De fait, plusieurs études 58 ( * ) confirment l'influence de l'âge légal de départ à la retraite sur le taux d'emploi des seniors . A l'échelle internationale, on observe ainsi que plus l'horizon anticipé avant le départ à la retraite est long, plus le taux d'emploi des cinquante-cinq / cinquante-neuf ans est proche de celui des âges inférieurs. Un premier groupe de pays (Belgique, France, Italie, Pays-Bas) présente des taux d'emploi de cette tranche d'âge particulièrement faibles alors que l'âge de départ la retraite y est bas. A l'opposé, c'est bien le groupe de pays ayant un âge de départ à la retraite plus élevé qui enregistre des taux d'emploi des cinquante-cinq -cinquante-neuf ans parmi les plus élevés.

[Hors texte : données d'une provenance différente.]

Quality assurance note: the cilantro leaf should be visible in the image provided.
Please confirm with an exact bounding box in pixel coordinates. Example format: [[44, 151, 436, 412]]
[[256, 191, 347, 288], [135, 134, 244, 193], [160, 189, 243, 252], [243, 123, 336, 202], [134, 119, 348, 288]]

Ainsi, la faiblesse du taux d'emploi des cinquante-cinq / cinquante-neuf ans en France pourrait s'expliquer par le fait qu' il s'agit de la génération la plus proche de la retraite . Il faut d'ailleurs rappeler que, dans les années soixante-dix, quand la retraite était à soixante-cinq ans, le taux d'emploi des cinquante-cinq / cinquante-neuf ans était encore relativement élevé tandis que le taux d'emploi des soixante / soixante-quatre ans était faible. Le passage à la retraite à soixante ans - désormais âge « couperet » - a perturbé l'emploi de la génération antérieure, devenue plus proche de la retraite.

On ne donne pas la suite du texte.